I saw only a smudge of orange but it was enough to make me smile. When Naruto did finally reach us he wasted no time in climbing onto my lap straddling me and kissing me before saying,
"Hi."
"Hi to you too," I responded, quickly flicking my tongue out and licking my lips.
He had most likely just eaten something spicy because my tongue was now tingling, it was however, not unpleasant. Instead of allowing my brain to board another train of thought about him and other things that had been in his mouth I stayed in the present and pulled Naruto closer to me. He was warm and for whatever reason smelled like oregano. I'd have to remember to ask him where he'd gone today.
"Hey Naruto. We were just talking about you," Sakura said.
"Really? What'd I do?" He asked resting his cheek on my head burying it in my hair.
"No, you didn't do anything. I was just telling Sasuke that you and he are considered gay."
"Ugh, this again," he sighed running his right hand from my shoulder to my elbow and back again.
I smirked. Naruto didn't follow Sakura's reasoning either. He was still the only one who understood.
"You agree right?" Sakura pressed.
This girl was supposed to be a genius. She should know that the definition of insanity was doing the same thing again and again and expecting different results. This however was not stopping her. Naruto picked his head up and answered,
"No."
Sakura's face fell and she deadpanned,
"You two are perfect for each other. Neither one of you makes sense."
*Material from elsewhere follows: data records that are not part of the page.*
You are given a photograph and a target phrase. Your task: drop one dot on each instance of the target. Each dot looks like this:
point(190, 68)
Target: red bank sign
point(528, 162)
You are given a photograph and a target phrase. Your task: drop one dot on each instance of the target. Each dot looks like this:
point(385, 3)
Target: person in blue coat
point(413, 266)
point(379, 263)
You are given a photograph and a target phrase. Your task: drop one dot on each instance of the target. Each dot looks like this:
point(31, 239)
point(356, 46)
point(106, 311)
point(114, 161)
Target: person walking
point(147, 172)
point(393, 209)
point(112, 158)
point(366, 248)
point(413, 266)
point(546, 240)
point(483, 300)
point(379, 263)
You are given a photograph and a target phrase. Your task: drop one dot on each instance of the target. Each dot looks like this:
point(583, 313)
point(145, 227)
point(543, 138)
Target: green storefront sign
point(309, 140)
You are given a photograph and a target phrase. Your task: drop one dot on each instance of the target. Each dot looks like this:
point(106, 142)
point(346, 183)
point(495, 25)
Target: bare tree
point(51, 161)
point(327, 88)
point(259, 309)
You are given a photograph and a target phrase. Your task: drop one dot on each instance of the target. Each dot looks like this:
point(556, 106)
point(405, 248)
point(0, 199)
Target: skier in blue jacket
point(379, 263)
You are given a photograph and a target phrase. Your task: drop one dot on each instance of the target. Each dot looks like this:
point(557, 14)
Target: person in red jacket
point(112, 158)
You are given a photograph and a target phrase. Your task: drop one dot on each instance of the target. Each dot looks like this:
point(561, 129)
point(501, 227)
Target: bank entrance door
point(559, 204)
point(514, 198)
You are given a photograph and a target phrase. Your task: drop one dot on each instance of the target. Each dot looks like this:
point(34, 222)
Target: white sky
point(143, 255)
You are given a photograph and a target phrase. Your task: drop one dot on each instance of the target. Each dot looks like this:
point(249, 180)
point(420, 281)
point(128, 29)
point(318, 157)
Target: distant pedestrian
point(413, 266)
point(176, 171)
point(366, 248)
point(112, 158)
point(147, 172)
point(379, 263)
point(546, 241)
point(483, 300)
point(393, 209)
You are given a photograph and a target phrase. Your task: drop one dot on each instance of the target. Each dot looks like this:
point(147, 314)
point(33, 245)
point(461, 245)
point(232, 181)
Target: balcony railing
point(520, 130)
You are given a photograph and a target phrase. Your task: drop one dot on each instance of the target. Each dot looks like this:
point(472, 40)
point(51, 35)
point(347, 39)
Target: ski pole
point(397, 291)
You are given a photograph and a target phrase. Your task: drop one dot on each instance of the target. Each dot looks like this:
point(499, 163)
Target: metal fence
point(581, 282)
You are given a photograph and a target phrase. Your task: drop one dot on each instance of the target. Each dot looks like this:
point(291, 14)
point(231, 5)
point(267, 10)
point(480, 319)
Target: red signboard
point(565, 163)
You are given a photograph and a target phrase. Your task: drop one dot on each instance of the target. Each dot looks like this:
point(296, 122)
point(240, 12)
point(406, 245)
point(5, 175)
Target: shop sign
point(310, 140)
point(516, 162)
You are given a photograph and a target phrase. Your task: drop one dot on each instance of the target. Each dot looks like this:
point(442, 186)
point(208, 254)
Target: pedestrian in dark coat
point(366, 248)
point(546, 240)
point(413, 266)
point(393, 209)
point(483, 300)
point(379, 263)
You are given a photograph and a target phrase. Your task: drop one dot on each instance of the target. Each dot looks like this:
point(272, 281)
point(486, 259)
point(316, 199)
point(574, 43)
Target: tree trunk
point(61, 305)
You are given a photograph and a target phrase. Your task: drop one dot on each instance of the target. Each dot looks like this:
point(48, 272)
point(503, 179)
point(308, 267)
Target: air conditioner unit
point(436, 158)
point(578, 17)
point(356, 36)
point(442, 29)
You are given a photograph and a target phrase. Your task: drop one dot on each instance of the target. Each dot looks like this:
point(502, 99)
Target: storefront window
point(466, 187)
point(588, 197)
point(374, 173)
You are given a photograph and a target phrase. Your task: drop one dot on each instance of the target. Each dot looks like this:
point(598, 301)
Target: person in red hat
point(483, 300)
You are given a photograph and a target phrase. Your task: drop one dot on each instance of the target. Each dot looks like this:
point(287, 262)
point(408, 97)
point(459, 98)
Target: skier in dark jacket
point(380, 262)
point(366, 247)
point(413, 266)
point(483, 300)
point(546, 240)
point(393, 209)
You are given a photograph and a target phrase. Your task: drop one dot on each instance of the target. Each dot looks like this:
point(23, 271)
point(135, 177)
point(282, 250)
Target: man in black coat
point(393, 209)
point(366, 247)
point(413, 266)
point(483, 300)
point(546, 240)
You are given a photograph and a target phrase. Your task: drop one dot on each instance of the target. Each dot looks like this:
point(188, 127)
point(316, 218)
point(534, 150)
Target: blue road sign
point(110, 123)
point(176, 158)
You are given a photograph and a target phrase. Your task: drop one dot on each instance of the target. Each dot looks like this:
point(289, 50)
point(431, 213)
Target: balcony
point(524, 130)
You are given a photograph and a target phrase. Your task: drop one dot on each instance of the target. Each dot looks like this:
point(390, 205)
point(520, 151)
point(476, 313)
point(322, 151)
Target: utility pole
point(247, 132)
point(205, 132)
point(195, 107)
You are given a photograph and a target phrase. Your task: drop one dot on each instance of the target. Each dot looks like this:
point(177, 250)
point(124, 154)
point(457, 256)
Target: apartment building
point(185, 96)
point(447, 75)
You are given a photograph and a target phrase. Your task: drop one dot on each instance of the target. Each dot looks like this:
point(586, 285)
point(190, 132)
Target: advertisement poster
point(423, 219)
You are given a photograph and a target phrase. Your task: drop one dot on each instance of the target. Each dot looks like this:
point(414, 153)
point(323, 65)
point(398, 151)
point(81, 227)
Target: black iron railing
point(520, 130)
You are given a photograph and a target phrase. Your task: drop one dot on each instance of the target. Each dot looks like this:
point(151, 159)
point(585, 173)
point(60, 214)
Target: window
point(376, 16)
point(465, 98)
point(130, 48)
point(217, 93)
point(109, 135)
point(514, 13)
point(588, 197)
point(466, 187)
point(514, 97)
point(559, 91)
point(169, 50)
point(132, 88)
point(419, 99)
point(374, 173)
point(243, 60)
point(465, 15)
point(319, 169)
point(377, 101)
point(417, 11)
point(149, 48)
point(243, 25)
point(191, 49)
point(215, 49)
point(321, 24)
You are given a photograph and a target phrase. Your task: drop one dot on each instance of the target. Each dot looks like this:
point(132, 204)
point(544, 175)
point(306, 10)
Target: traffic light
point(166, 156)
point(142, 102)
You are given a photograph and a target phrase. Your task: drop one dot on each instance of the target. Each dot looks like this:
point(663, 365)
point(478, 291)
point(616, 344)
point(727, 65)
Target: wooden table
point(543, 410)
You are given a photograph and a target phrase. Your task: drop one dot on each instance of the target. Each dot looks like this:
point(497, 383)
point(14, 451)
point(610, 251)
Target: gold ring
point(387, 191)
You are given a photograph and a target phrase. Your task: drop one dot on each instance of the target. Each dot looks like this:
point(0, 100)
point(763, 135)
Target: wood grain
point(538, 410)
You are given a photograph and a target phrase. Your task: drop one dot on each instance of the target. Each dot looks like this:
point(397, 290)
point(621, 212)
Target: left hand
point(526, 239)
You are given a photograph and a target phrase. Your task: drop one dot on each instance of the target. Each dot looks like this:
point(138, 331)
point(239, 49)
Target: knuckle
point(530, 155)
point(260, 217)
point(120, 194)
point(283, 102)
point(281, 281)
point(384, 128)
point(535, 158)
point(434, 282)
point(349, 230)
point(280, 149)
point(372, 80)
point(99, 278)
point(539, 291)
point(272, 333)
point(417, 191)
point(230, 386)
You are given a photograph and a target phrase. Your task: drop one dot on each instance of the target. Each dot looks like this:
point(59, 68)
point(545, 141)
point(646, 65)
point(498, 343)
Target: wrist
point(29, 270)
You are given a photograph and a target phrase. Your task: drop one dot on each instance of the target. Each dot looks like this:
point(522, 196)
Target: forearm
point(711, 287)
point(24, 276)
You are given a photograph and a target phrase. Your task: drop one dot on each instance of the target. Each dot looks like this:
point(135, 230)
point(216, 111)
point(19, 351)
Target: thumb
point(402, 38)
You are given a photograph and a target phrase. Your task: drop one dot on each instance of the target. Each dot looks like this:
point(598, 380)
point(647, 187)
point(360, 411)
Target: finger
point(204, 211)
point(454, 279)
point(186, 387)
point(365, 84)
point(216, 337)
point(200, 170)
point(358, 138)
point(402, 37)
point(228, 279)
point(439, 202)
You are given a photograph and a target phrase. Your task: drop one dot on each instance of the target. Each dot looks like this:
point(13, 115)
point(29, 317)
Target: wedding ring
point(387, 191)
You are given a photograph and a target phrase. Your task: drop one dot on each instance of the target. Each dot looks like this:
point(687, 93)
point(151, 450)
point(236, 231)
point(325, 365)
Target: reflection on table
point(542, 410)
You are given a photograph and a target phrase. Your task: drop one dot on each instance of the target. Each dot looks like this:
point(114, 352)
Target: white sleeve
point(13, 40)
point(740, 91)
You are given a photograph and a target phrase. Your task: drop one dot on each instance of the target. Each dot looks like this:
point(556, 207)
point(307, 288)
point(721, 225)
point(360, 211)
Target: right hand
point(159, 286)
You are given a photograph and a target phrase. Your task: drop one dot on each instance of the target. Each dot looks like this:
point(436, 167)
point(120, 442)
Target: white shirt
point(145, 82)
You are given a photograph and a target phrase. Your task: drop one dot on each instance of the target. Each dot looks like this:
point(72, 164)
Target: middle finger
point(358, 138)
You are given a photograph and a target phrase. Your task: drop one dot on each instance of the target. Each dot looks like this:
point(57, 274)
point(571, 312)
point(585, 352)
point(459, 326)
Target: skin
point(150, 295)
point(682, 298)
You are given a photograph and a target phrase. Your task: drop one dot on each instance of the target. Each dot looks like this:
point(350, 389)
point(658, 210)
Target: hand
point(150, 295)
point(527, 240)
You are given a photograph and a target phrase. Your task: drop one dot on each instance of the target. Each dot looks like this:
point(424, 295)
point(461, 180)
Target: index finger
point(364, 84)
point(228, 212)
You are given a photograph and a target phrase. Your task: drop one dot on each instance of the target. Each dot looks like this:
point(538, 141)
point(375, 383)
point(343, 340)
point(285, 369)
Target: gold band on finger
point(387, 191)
She stormed off muttering something about 'being stuck with idiots since day one.'
"I don't know why we have to be anything," Naruto muttered looking after her.
I smiled remembering when the exact thought had crossed my mind.
"Oh well. You know how stubborn she can be," I said resting both of my hands on his hips.
He turned back to me his eyes soft.
"I'm not gay for you by the way" he said leaning forward and kissing me gently. "I do love you though."
I grinned.
"I'm not either, but I love you too. You know, I think I figured out what I am."
"Really?" he asked his head tilting to the side causing some strands of blond hair to fall across his eyes.
"Yah."
I kissed him again, the spice still lingering on his tongue. "I'm happy."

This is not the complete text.